La Cisl dà complessivamente un giudizio positivo sulle linee guida della riforma del mercato del lavoro, anche se aspetta un testo finale per poter dare un parere definitivo. In particolare il sindacato di via Po’ apprezza “lo sprint verso il tempo indeterminato e la stabilizzazione per i giovani precari attraverso la stretta forte sulle partite Iva e altre forme di flessibilità malate”. Il sindacato ha espresso la sua soddisfazione per gli ammortizzatori sociali che sono stati riconfermati, ha però ribadito che serve il mantenimento dei contratti di solidarietà e maggiori politiche attive per il reimpiego”.

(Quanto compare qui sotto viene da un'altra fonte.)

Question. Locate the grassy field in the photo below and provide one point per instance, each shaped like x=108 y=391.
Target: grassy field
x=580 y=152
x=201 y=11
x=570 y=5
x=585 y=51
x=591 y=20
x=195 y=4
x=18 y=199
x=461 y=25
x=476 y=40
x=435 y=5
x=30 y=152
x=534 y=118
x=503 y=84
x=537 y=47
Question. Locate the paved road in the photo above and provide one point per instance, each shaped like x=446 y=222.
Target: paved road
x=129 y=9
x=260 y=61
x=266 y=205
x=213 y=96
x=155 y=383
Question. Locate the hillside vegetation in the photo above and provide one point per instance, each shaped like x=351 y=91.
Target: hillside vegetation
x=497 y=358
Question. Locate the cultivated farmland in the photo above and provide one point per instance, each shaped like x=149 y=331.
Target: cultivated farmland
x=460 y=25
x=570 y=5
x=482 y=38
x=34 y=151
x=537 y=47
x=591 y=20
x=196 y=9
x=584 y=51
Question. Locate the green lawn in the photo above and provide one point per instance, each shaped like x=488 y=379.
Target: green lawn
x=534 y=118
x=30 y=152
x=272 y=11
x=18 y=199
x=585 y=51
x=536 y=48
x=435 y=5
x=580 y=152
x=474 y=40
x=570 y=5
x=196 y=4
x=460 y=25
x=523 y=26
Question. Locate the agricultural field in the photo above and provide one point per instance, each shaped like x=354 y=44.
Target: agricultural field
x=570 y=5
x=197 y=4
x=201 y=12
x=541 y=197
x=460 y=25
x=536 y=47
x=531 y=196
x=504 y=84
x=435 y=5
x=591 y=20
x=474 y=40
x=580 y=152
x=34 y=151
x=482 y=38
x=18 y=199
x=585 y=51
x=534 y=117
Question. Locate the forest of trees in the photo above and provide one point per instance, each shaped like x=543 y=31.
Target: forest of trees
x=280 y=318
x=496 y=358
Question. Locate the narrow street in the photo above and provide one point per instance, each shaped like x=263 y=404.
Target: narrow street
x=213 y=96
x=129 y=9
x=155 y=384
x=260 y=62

Sull’articolo 18 è stato raggiunto “un compromesso onorevole”, ha detto Bonanni, “lo strumento antidiscriminatorio è stato integralmente mantenuto e perfino esteso ai lavoratori nelle imprese sotto i 15 dipendenti”. Per il leader della Cisl, però, discutere soprattutto di articolo 18 quando si parla della riforma è un modo per “fare politica più che sindacato”. Rispondendo a una domanda sul metodo con cui é stata condotta la trattativa, Bonanni ha detto: “La concertazione non é un pranzo di gala. Concertare vuol dire coinvolgersi fino in fondo e prendersi le proprie responsabilità e questo c’é chi non lo ha fatto con il governo Monti, né con il governo Berlusconi, né con Prodi”.
Per il segretario generale dell’Ugl, Giovanni Centrella è importante “tenere conto delle valutazioni di tutti”. Sussistono, a suo avviso, le condizioni “per arrivare a una soluzione condivisa”, poi servirà anche un contributo delle forze politiche per migliorare la riforma in Parlamento: “Saranno i partiti – ha affermato il sindacalista – a prendersi la responsabilità della riforma del mercato del lavoro. Noi abbiamo fatto il possibile per migliorare una riforma che era molto peggiore”. Il leader dell’Ugl allontana la possibilità di iniziative sindacali: “Prima di parlare di mobilitazione – ha concluso – noi ci andiamo molto cauti”.
Tutti i sindacati condividono la posizione che se la riforma venisse presentata in Parlamento senza le modifiche richieste, allora sarà necessario chiedere ai gruppi parlamentari di intervenire.